If the absurdly entertaining Winter’s Tale doesn’t bump it off.
It’s the tale of Oscar (Jake Macapagal), a poor rice farmer who moves his family to Manila in search of work. After more than their share of hardships, he finds it- as a security guard in in the highly dangerous armored truck field. Even with the danger, everything seems ideal- a great partner, Ong (John Arcilla), constantly helping him out, a steady paycheck, and a more secure place for his family to live. In Metro Manila, though, it takes more than good luck to get ahead.
Let’s get one thing out of the way right off- Metro Manila is more melodrama than cinerealism, despite its setting and serious tone. It’s an excellent melodrama, though, instantly engaging and easily invoking empathy for the plight of its characters.
A great deal of the credit for that, of course, is its performances, and Macapagal in particular does a great job portraying a fundamentally decent man trying to make his way in an indecent world, until at last he’s driven to push back against it. His wife, played by Althea Vega, also does heartbreaking work as a simple woman resigned to doing what she must to survive, and not interested in pretending like she likes it.
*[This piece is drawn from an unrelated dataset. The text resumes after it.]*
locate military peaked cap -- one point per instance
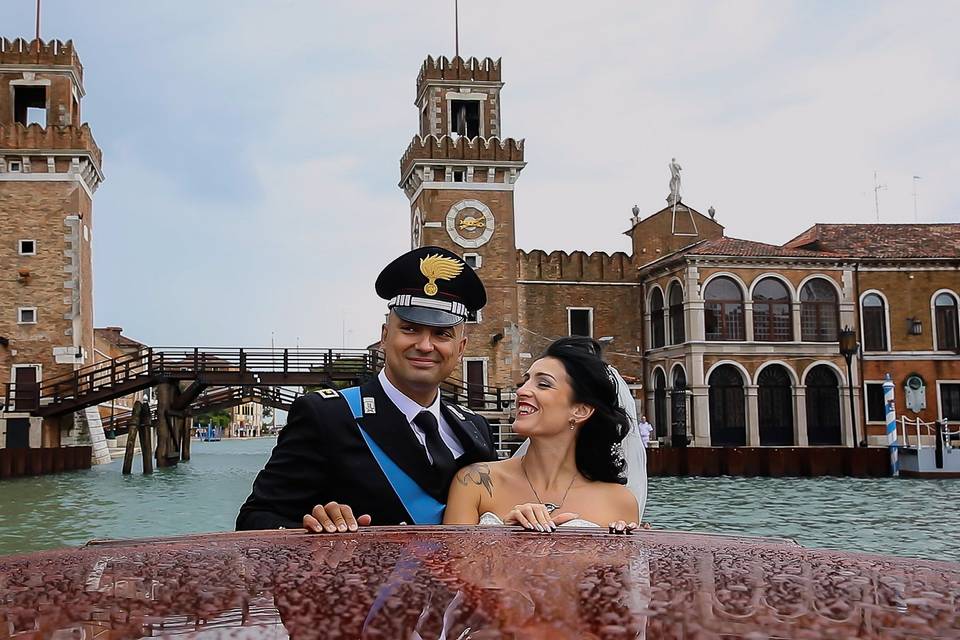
(431, 286)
A last nod to Arcilla, whose affable, joyful, and slightly cynical personality is perfect for each stage of his character.
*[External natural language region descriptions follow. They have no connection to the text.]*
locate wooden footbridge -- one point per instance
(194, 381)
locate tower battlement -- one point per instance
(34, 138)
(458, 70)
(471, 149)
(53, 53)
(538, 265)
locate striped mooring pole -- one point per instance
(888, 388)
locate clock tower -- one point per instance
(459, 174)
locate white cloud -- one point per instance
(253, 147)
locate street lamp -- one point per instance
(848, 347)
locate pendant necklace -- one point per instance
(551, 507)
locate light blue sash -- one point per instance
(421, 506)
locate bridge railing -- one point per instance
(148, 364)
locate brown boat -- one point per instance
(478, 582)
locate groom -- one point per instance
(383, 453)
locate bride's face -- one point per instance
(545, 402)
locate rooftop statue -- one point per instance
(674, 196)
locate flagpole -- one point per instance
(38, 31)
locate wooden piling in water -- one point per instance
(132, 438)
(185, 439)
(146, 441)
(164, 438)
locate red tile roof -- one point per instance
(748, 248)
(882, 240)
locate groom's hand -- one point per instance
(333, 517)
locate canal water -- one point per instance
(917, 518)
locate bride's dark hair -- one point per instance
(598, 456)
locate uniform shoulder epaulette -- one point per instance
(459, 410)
Director Sean Ellis shows some serious potential in his debut, delivering tight editing, intriguing sound design, and gorgeous cinematography (he also serves as his own DP). In particular, his handling of action sequences is hard-hitting and realistic.
I’d say “as opposed to Hollywood”, but I guess being confused and disoriented is pretty realistic.
What really takes this film from good to great, though, is an apparently secondary storyline of a plane hijacker that intersects metaphorically with the main plot in increasingly meaningful ways, culminating in a simply spectacular ending. It made me rewatch the first scene right after the film ended, and if I didn’t have to leave then I probably would’ve watched the whole movie all over again.
Three minutes into Metro Manila, I could tell that was either made by a non-Filipino filmmaker, or geared towards non-Filipino audiences. The Banaue Rice Terraces make for a beautiful backdrop, but an English speaker would never have to grow rice in the first place with all the tourism business in the area, much less have to head to Manila for work with no plan whatsoever.
If you know nothing about The Philippines, these details won’t annoy you so much. What may, though, is how this poor family hits every branch of the poverty struggle cliché tree on its drop from the top. When the little girl gets recruited for prostitution, that was a tad too far for me (although they don’t go any further with it, thankfully).
Speaking of the girl, pretty much every word out of her mouth is painfully on the nose. Yeah, this is the type of film where a child sees a fancy hotel and asks “Daddy, is that where we go when we die?”
Maybe her name is Lil’ Miss Maliwanag… (Bonus Tagalog joke!)
Metro Manila may embrace a few too many clichés, but thanks to strong acting and directing and one incredible finale, it soars above them in the end.